Erster Teil: Das Rätsel des Leibes
1. Der Leib als eigentümlicher Unruheherd
1.1. Das Phänomen der Leiblichkeit
1.2. Leibliche Erfahrung: Selbstbezug, Selbstentzug und Fremdbezug
2. Selbstverdopplungen: Der Leib zwischen Natur und Kultur
2.1. Personalistische und naturalistische Einstellung: fungierender Leib und Körperding

2.2. Performative und Konstative Einstellung
3. Eigenleib und Fremdkörper
3.1. Selbstbezug im Fremdbezug: Der Leib als Umschlagstelle

Zweiter Teil: Wird Waldenfels dem Phänomen der Leiblichkeit gerecht?
1. Das Solipsismusproblem
2. Das Positionsverhältnis von Leib und Umwelt
2. 1. Benötigt der Leib kulturelle Zuschreibungen, um sich selbst zu konstituieren?

2.2. Fasst sich das leibliche Selbst durch einen Fremd- bezug im Selbstbezug oder stellt Plessners Philosophie eine Alternative zum Verhältnis zwischen Leib und Umwelt dar?

3. Abschlussbetrachtung

Literatur:

Einleitung

Bernhard Waldenfels hat sich innerhalb seiner Philosophie intensiv mit dem Phänomen der Leiblichkeit auseinandergesetzt. Der Leib ist so Waldenfels eine Umschlagstelle, an der Natur und Kultur, Eigenes und Fremdes miteinander verschränkt sind. Erst in der Beziehung auf einen Anderen oder etwas in Welt, kann ich mich selbst fassen.

Thema dieser Hausarbeit ist es zu fragen, ob Waldenfels dem Phänomen der Leiblichkeit gerecht werden kann.

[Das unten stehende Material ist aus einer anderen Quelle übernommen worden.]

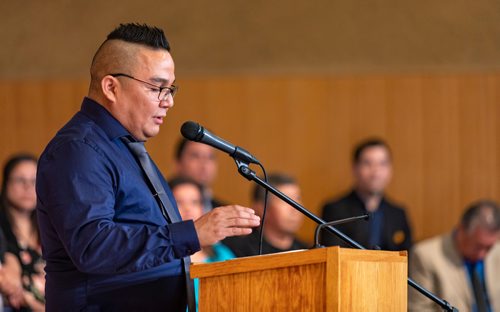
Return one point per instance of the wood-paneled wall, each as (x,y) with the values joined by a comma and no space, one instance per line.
(442,129)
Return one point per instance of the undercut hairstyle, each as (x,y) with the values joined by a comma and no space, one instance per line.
(180,180)
(368,143)
(276,180)
(484,214)
(150,36)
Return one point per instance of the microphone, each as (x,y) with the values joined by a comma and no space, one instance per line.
(193,131)
(336,222)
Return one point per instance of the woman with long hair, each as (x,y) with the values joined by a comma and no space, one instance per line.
(19,223)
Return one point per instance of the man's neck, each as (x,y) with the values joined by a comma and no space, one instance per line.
(371,200)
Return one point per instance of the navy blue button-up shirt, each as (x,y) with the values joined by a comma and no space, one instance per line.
(104,239)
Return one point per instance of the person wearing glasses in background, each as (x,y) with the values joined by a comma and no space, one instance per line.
(462,266)
(111,233)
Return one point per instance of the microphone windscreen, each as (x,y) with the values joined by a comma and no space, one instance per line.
(191,130)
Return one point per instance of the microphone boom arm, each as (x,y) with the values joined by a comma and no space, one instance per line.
(250,175)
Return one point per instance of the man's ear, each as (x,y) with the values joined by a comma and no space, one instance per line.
(109,87)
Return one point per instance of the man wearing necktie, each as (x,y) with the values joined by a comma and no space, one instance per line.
(111,233)
(462,267)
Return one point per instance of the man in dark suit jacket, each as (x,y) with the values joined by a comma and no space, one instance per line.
(388,227)
(198,162)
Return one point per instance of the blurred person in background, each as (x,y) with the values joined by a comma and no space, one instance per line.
(463,266)
(189,197)
(198,162)
(281,224)
(388,227)
(19,224)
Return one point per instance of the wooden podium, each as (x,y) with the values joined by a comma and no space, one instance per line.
(325,279)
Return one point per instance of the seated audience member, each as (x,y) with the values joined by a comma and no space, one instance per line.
(11,290)
(388,227)
(189,198)
(19,224)
(198,162)
(462,267)
(281,224)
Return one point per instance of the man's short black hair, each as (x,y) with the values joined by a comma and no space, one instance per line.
(363,145)
(276,180)
(150,36)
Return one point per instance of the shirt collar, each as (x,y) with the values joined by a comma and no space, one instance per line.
(358,198)
(103,118)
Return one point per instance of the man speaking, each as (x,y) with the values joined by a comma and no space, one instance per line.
(111,233)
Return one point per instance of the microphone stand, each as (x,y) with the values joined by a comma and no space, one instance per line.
(250,175)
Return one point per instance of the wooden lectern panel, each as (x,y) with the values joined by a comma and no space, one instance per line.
(326,279)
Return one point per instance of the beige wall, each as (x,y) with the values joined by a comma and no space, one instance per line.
(297,83)
(57,38)
(443,130)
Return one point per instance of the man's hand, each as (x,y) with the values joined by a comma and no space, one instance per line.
(223,222)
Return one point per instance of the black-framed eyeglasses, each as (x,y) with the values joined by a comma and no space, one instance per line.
(163,92)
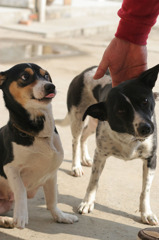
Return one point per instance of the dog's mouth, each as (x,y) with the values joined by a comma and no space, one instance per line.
(140,139)
(46,98)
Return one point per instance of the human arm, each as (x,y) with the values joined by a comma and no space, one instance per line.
(126,55)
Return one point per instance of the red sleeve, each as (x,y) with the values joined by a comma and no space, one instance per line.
(137,19)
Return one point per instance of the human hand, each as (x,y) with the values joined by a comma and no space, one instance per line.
(124,59)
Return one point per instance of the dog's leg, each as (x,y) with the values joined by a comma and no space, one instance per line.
(87,205)
(147,215)
(76,128)
(20,216)
(50,190)
(6,222)
(87,131)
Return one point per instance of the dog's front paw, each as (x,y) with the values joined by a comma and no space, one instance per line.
(62,217)
(77,171)
(87,162)
(149,218)
(85,207)
(20,218)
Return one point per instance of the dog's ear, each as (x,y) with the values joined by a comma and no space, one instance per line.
(97,110)
(2,78)
(149,77)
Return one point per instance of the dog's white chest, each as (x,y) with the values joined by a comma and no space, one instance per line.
(38,162)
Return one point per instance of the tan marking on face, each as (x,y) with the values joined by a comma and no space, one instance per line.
(42,72)
(21,94)
(29,70)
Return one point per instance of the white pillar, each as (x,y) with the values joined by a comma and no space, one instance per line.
(41,10)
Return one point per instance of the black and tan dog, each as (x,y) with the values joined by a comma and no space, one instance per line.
(30,147)
(126,128)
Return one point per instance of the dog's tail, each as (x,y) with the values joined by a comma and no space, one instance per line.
(63,122)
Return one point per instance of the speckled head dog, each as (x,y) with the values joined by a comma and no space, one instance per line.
(126,128)
(30,147)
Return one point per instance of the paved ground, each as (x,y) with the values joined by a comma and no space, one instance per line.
(116,214)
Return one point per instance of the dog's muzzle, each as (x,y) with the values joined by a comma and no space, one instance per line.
(50,90)
(145,129)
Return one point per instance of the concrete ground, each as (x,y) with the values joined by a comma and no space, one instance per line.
(116,214)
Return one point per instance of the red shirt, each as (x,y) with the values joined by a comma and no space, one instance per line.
(137,19)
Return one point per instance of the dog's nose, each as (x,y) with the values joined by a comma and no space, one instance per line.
(144,129)
(49,88)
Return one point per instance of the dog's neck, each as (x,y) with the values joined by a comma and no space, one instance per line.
(38,123)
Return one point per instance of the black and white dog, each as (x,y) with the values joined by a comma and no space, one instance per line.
(126,128)
(30,147)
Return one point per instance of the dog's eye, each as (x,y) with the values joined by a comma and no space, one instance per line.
(121,111)
(25,76)
(145,101)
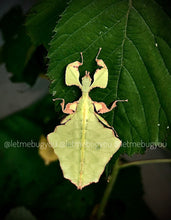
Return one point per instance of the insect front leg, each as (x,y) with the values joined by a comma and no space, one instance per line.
(102,108)
(70,108)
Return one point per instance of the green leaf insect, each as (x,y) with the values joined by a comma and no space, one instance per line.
(84,142)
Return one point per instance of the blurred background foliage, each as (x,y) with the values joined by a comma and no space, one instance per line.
(25,180)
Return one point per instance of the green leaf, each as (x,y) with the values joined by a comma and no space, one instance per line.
(26,179)
(136,49)
(42,19)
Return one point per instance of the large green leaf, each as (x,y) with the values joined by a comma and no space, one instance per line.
(42,19)
(136,49)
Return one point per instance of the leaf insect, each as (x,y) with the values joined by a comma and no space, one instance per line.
(84,142)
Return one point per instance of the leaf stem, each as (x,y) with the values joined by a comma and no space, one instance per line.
(117,166)
(108,190)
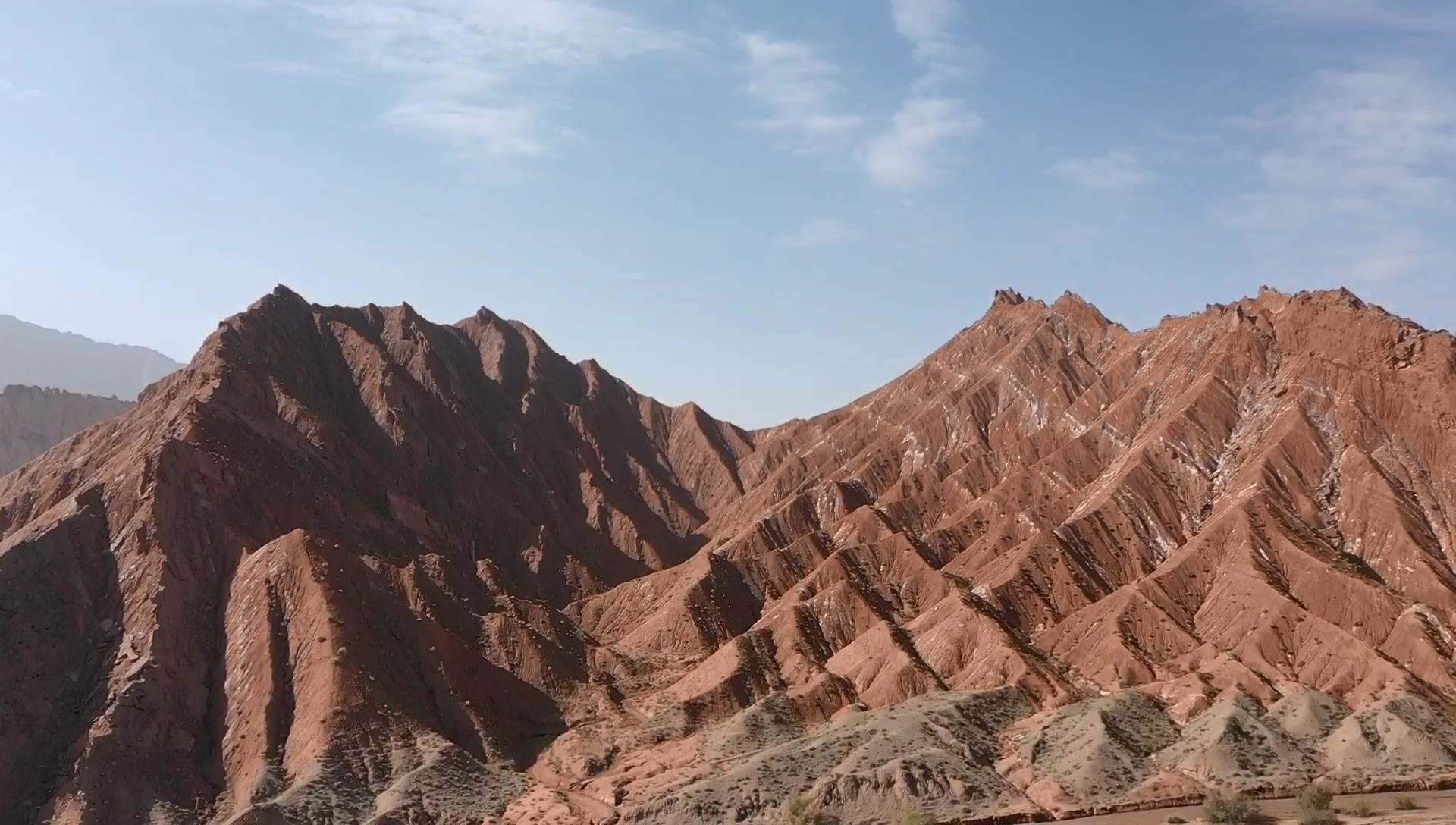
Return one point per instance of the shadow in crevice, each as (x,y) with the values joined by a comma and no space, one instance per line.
(60,630)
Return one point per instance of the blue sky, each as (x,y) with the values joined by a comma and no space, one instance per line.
(767,207)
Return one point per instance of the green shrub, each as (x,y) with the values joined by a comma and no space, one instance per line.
(1222,808)
(800,811)
(1313,799)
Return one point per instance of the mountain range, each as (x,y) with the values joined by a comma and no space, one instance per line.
(42,357)
(356,566)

Hierfür ist die Hausarbeit in zwei Teile unterteilt. Der erste Teil dient der Rekonstruktion der Problematik der Leiblichkeit in Waldenfels Philosophie. Grundlage bilden die Bücher Sinnesschwellen und Das leibliche Selbst. Im zweiten Teil werden diese Annahmen zum Verständnis des Leibes diskutiert. Dabei sind drei zentrale Fragestellungen von Bedeutung. (1.) Stellt der Solipsismus ein Problem für Waldenfels Philosophie dar? (2.) Konstituiert sich der Leib erst vor dem Hintergrund kultureller Zuschreibungen? und (3.) Stellt Helmut Plessner Philosophie eines wechselseitigen Verhältnis zwischen Leib und Umwelt eine Alternative zu Waldenfels Auffassung vom Leib dar?

Erster Teil: Das Rätsel des Leibes

1. Der Leib als eigentümlicher Unruheherd

Der Leib wird im Gegensatz zum bloßen Körper als lebendig und beseelt gedacht. Gabriel Marcel und Helmut Plessner führten die Differenz von Leib und Körper in ihre philosophischen Analysen ein, indem sie von einem Leib, der ich bin, und einem Körper, den ich habe, ausgingen. Diese Differenz zwischen „Leib sein“ und „Körper haben“ bedeutet eine abgründige Zweideutigkeit unserer Existenz, die nie völlig durch ein Ganzes zu versöhnen ist.1

Waldenfels beschreibt in seinem Buch Sinnesschwellen den eigenen Leib als einen eigentümlichen Unruheherd, der uns zugleich fremd ist, als natürlicher Leib zwischen Natur und Kultur balanciert und als lebendiger Leib, in sich zugleich die Möglichkeit zu Tod und Erstarrung trägt. Die Unruhe kann verschiedene Ursachen haben. Der zentrale Aspekt besteht jedoch so Waldenfels:

in der eigentümlichen Selbstbezüglichkeit des Leibes, worin Nähe und Ferne und Vertrautheit und Fremdheit sich begegnen.2

Zur Rekonstruktion der Problematik der Leiblichkeit bei Waldenfels werde ich zunächst vor dem Hintergrund einer Phänomenologie der Leiblichkeit, die Begriffe Selbstbezug, Selbstentzug und Fremdbezug skizzieren. Im Selbstbezug ist auch schon immer ein Moment des Selbstentzugs enthalten- wie der eigene Blick in den Spiegel oder das Echo der eigenen Stimme. Dieser Selbstentzug macht uns bewusst, dass es kein reines Selbst gibt, dem kein Fremdes beigemischt ist.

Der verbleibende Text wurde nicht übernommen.